Did anyone else notice that when you went through the opening in the watery bit you end up in a watery version of the level at which you started, and then the bit where you go up towards the light is the bit where you fought the unwinnable boss battle?
Plus, you should always follow the fishes.
All the handwaving and shouting seems to be getting the concept and the execution mixed up – most of the complaints aren’t that’s it’s something different, it’s that it’s something different, done not so well. (Interesting to me that the “standard side-scroller shooter” part is done so well, but the latter part…)
Artsy, “deeper” games with meaning are great, *if* they get across their meaning/story/point, etc. This one failed on multiple accounts. The “jet backward” mechanic was interesting, the “jet backward then rotate around wildly so you can see where the *(%# you’re going – why don’t you point your flashlight forward you twit” mechanic wasn’t. Nor were the “oh, I picked something up, wonder what it is?” and “Something’s rumbling for some reason, guess I crossed an invisible trigger, oh, a giant tree randomly appeared” and later “something rumbling again, finally, but I can’t freakin’ see anything” or the “hmm, going up toward a light, yup, I’ve been dead the whole time, this is the end….uh, I think those parts are supposed to be me? I guess I’m dead…” parts something to praise.
Title screen changes after first playthrough, and I liked the fishies. (But if they were supposed to be a navigation aid, they too, failed.)
“1. boss you can’t beat
2. find fishes
3. find item”
Guess I got bored of either 2 or 3…. didn’t care to keep sticking around swimming in circles.
At first I thought the music track was designed to be more upbeat when you were heading in the right direction, which would have been genius.

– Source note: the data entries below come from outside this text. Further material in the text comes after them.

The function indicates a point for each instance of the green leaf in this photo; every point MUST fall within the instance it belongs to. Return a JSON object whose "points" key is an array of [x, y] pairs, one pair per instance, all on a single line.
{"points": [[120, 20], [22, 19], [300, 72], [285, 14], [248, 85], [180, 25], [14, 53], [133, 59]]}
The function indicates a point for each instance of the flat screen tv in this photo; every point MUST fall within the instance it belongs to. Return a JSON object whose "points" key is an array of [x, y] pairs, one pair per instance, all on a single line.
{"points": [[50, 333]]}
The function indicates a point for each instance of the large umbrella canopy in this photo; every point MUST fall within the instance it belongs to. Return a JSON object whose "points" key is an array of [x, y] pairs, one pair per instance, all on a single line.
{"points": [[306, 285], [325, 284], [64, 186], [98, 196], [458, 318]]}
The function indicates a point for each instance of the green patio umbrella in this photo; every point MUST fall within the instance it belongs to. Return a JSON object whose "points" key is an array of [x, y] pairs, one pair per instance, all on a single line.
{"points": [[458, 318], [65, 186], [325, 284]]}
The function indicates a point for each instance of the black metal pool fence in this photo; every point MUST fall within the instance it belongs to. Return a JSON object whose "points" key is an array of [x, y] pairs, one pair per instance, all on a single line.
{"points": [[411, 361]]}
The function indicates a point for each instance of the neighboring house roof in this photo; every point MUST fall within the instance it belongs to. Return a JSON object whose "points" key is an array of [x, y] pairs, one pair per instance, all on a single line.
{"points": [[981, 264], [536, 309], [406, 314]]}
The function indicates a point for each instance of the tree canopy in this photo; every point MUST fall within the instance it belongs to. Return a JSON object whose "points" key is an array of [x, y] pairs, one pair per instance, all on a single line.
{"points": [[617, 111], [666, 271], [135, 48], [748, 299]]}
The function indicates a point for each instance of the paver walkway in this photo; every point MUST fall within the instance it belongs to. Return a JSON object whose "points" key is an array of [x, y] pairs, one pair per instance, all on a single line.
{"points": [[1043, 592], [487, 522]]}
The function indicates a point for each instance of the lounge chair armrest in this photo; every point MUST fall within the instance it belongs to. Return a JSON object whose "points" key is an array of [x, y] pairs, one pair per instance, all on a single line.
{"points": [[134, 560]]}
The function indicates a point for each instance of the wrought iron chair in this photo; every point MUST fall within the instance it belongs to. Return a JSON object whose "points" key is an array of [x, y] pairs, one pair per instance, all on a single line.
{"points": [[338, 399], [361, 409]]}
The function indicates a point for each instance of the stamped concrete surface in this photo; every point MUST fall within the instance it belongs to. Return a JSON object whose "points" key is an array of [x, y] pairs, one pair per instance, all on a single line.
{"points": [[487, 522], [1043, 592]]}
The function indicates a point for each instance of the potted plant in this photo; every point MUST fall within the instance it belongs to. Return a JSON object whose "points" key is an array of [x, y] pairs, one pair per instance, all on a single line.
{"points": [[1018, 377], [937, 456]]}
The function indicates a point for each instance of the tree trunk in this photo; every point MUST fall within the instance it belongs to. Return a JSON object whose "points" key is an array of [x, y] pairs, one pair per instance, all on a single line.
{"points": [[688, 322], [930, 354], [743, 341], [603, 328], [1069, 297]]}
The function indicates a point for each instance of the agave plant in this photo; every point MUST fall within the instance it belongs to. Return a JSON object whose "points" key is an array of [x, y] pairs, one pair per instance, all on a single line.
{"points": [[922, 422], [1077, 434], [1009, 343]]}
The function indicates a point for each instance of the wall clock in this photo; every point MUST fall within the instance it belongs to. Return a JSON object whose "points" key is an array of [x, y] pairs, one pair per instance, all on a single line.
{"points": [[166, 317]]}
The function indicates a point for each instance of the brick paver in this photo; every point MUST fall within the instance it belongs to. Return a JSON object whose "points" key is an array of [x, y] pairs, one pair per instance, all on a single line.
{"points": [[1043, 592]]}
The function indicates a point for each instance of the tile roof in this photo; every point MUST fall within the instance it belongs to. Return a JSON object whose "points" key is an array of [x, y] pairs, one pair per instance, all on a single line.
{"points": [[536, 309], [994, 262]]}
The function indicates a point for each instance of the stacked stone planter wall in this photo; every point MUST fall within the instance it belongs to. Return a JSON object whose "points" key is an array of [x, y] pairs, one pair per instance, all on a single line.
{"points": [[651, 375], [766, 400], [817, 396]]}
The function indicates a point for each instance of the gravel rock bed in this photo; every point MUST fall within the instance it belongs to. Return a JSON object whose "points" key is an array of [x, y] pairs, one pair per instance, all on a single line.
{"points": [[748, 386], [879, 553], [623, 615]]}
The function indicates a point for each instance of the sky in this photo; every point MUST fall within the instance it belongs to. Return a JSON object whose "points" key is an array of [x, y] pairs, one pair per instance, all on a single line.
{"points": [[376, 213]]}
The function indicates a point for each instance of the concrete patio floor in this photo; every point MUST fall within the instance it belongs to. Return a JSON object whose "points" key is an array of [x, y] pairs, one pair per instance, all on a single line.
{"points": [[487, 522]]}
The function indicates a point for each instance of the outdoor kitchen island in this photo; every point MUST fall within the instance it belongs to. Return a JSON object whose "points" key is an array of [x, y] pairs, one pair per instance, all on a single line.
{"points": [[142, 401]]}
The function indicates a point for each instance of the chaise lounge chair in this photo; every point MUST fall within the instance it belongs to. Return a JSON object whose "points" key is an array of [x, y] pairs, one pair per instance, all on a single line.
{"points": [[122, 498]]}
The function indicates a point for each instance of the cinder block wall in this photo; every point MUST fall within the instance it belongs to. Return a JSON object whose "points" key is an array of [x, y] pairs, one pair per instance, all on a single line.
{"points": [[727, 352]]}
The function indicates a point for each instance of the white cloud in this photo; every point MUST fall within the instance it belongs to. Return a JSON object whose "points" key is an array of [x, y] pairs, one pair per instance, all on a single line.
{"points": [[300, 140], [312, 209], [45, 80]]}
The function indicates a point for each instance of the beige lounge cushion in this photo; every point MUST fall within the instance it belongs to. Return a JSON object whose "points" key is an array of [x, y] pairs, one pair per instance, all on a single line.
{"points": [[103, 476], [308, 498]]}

“We undermine your typical expectations that because the game hasn’t ended on your defeat, you can still win the game.”
“I see… but what’s the object of the game – what’s the point?”
“The point is that there doesn’t have to be a point.”
“… Sure, if you’re tired of trying to create a compelling object of the game, you can always spin the absence of it is a compelling point.”
“Oop! You got us.”
It was a fun trip, though. Good production all around. To a great extent, that I even found it to be a good journey is in itself a verification it was a good game. It is still a bit easier than the alternative, though.
Well, I loved it. Also, it was just the right length.
I would gauge that you probably have to be in the right mood to enjoy it, though.
I do enjoy reading comments that some gamers cannot deal with a no-win situation.